Une chicane de voisin avec comme toile de fond un chien carlin, ou pug, a connu son dénouement au palais de justice de Gatineau.

Le pug, un dangereux chien de combat ?

Une présumée victime n’a pas convaincu le tribunal lorsqu’il a allégué que son voisin avait ordonné à son chien carlin (pug) de l’attaquer.

La petite bête, pas très crédible en situation d’attaque, pèse de 8 à 12 kg. Sa face plate et ses yeux globuleux ne pèsent pas lourd lorsque vient le temps d’intimider un voisin, même très peureux envers la race canine.

Un court procès s’est terminé avec l’acquittement du propriétaire du petit pug.

C’est une autre affaire de chicane interminable entre voisins qui a occupé le juge Gaston Paul Langevin, vendredi, au palais de justice de Gatineau.

Le plaignant et sa victime alléguée habitent dans le même édifice à logements, dans le secteur Gatineau.

Les deux en viennent régulièrement aux altercations verbales.

Le plaignant, qui avoue souffrir de psychoses, s’est dit intimidé par son voisin, propriétaire du petit chien, en mars 2017.

Alors que le jeune homme venait de « balancer » un vieux meuble par-dessus son balcon du premier étage, afin de le jeter aux ordures, l’autre locataire aurait ouvert sa porte-fenêtre en multipliant les injures.

« Ça a fait du bruit, convient le plaignant. Je crois qu’il n’a pas aimé cela. Il est sorti sur son balcon pour me crier d’aller chier, en me traitant de nègre. Il a aussi frappé (dans sa porte-fenêtre) très fort. Puis, il a ordonné à son chien de m’attaquer. »

Le chef d’accusation contre lequel l’homme devait se défendre était celui de ne pas avoir respecté un engagement du tribunal, soit de ne pas parler à son voisin.

Quelle sorte de chien ?

« Quelle sorte de chien, il a, votre voisin ? », a demandé l’avocate de la défense, Me Geneveive Casey.

« Un pug », a répondu le plaignant.

La race a plus tard été confirmée par l’accusé. « C’est un pug... un petit pug. »

L’accusé, dans la jeune trentaine, a donné sa version des faits.

« (Le plaignant) fait tellement de bruit avec sa radio. Il est tellement bruyant. J’ai trois enfants, et parfois, ils ont peur.
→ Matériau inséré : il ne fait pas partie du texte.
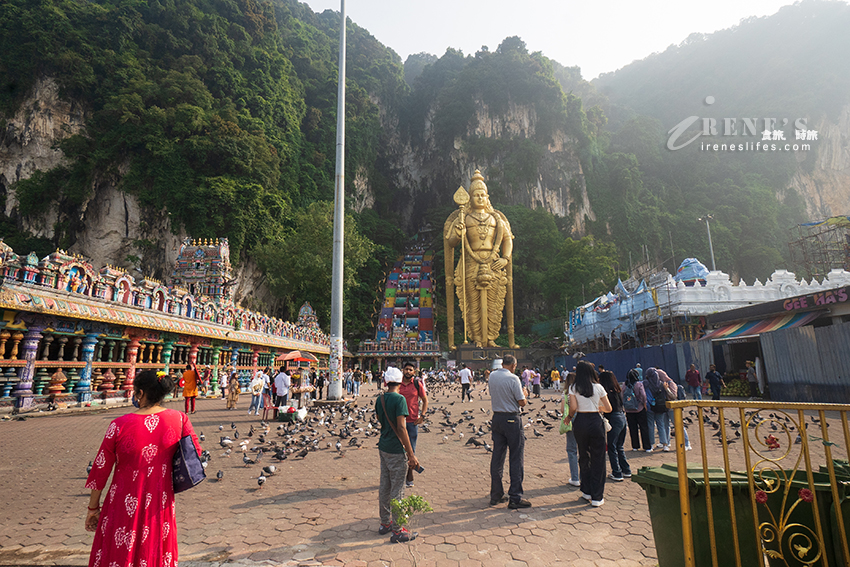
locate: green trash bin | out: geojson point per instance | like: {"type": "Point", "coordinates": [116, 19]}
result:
{"type": "Point", "coordinates": [661, 485]}
{"type": "Point", "coordinates": [797, 545]}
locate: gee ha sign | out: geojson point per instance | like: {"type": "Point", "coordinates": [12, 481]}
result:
{"type": "Point", "coordinates": [770, 130]}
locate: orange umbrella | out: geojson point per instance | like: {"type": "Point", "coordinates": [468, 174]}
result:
{"type": "Point", "coordinates": [297, 356]}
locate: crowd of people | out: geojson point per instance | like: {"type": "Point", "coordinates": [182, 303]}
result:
{"type": "Point", "coordinates": [599, 410]}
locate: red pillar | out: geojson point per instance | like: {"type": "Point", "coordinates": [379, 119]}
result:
{"type": "Point", "coordinates": [193, 354]}
{"type": "Point", "coordinates": [132, 355]}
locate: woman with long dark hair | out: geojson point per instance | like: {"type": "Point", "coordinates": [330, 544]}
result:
{"type": "Point", "coordinates": [588, 400]}
{"type": "Point", "coordinates": [617, 418]}
{"type": "Point", "coordinates": [636, 411]}
{"type": "Point", "coordinates": [572, 447]}
{"type": "Point", "coordinates": [136, 525]}
{"type": "Point", "coordinates": [656, 411]}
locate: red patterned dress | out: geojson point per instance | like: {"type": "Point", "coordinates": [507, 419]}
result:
{"type": "Point", "coordinates": [137, 526]}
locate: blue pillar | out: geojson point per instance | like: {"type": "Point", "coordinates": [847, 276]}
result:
{"type": "Point", "coordinates": [83, 387]}
{"type": "Point", "coordinates": [23, 389]}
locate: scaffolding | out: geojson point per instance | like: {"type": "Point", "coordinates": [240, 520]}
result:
{"type": "Point", "coordinates": [819, 247]}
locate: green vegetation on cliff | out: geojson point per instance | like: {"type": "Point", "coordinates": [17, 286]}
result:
{"type": "Point", "coordinates": [222, 114]}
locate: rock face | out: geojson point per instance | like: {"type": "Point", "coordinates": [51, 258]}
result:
{"type": "Point", "coordinates": [825, 184]}
{"type": "Point", "coordinates": [114, 228]}
{"type": "Point", "coordinates": [427, 174]}
{"type": "Point", "coordinates": [29, 140]}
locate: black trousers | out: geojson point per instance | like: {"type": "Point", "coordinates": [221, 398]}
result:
{"type": "Point", "coordinates": [592, 450]}
{"type": "Point", "coordinates": [507, 435]}
{"type": "Point", "coordinates": [638, 430]}
{"type": "Point", "coordinates": [464, 389]}
{"type": "Point", "coordinates": [715, 391]}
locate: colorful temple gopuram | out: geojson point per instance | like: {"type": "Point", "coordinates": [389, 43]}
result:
{"type": "Point", "coordinates": [100, 327]}
{"type": "Point", "coordinates": [406, 321]}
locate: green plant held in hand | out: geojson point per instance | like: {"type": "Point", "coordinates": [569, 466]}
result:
{"type": "Point", "coordinates": [404, 509]}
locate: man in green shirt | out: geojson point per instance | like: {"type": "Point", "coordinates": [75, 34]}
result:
{"type": "Point", "coordinates": [396, 454]}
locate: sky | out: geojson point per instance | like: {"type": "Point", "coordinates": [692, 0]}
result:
{"type": "Point", "coordinates": [598, 36]}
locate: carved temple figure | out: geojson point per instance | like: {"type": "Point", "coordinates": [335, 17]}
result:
{"type": "Point", "coordinates": [483, 277]}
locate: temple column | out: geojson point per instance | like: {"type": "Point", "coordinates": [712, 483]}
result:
{"type": "Point", "coordinates": [63, 340]}
{"type": "Point", "coordinates": [132, 353]}
{"type": "Point", "coordinates": [84, 385]}
{"type": "Point", "coordinates": [234, 361]}
{"type": "Point", "coordinates": [23, 389]}
{"type": "Point", "coordinates": [4, 337]}
{"type": "Point", "coordinates": [193, 354]}
{"type": "Point", "coordinates": [77, 342]}
{"type": "Point", "coordinates": [167, 351]}
{"type": "Point", "coordinates": [216, 358]}
{"type": "Point", "coordinates": [16, 341]}
{"type": "Point", "coordinates": [45, 351]}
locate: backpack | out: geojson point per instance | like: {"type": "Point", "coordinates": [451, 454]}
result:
{"type": "Point", "coordinates": [630, 401]}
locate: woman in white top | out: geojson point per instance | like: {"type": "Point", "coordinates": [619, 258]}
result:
{"type": "Point", "coordinates": [588, 400]}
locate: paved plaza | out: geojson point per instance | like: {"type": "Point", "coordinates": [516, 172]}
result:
{"type": "Point", "coordinates": [323, 510]}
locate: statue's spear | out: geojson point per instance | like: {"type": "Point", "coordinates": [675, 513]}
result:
{"type": "Point", "coordinates": [461, 198]}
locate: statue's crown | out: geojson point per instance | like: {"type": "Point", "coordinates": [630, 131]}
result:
{"type": "Point", "coordinates": [477, 182]}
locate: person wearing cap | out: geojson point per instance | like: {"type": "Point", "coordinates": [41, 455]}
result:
{"type": "Point", "coordinates": [507, 396]}
{"type": "Point", "coordinates": [465, 382]}
{"type": "Point", "coordinates": [396, 454]}
{"type": "Point", "coordinates": [413, 390]}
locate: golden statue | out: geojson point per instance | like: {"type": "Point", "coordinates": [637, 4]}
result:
{"type": "Point", "coordinates": [484, 275]}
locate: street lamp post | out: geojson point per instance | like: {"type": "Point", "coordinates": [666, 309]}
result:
{"type": "Point", "coordinates": [707, 218]}
{"type": "Point", "coordinates": [335, 363]}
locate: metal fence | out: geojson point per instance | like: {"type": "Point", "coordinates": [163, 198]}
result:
{"type": "Point", "coordinates": [774, 485]}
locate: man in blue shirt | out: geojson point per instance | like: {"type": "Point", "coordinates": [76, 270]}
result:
{"type": "Point", "coordinates": [391, 409]}
{"type": "Point", "coordinates": [507, 396]}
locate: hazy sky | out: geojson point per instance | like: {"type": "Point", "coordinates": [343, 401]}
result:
{"type": "Point", "coordinates": [598, 36]}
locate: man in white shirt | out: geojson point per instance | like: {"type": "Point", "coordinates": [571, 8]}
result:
{"type": "Point", "coordinates": [465, 382]}
{"type": "Point", "coordinates": [281, 385]}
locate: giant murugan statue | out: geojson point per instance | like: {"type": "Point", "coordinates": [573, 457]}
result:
{"type": "Point", "coordinates": [484, 275]}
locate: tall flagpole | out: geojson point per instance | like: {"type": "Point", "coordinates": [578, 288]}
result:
{"type": "Point", "coordinates": [335, 386]}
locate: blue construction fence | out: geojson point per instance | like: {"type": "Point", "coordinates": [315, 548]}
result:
{"type": "Point", "coordinates": [674, 359]}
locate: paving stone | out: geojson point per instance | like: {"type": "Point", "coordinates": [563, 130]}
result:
{"type": "Point", "coordinates": [307, 512]}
Ce jour-là, (ses agissements) m’ont fâché. On cherche à déménager, parce qu’on n’est plus capables d’endurer cela. Il (le plaignant) m’a déjà cassé les dents. Ce sont des chicanes à répétition. »

D’ailleurs, cette affaire de dents cassées fait l’objet d’un autre procès, dans lequel la victime et le plaignant ont des rôles inversés.

Le juge Langevin a acquitté le voisin propriétaire de pug. Il n’a pas cru la version d’un témoin, soit le grand-père de la victime alléguée, sur le déroulement des événements.

Le juge a dit qu’il ne savait pas qui croire dans cette histoire, ajoutant qu’il doutait de la crédibilité du plaignant. Il a tranché en faveur de l’accusé, qui affirmait ne jamais être sorti de chez lui pour invectiver son belligérant.

Dans le doute, il a acquitté le voisin, dont le chien n’a jamais intimidé personne.

Puisque l’accusé a été acquitté, et que la santé mentale du plaignant est en cause, les identités ont été masquées.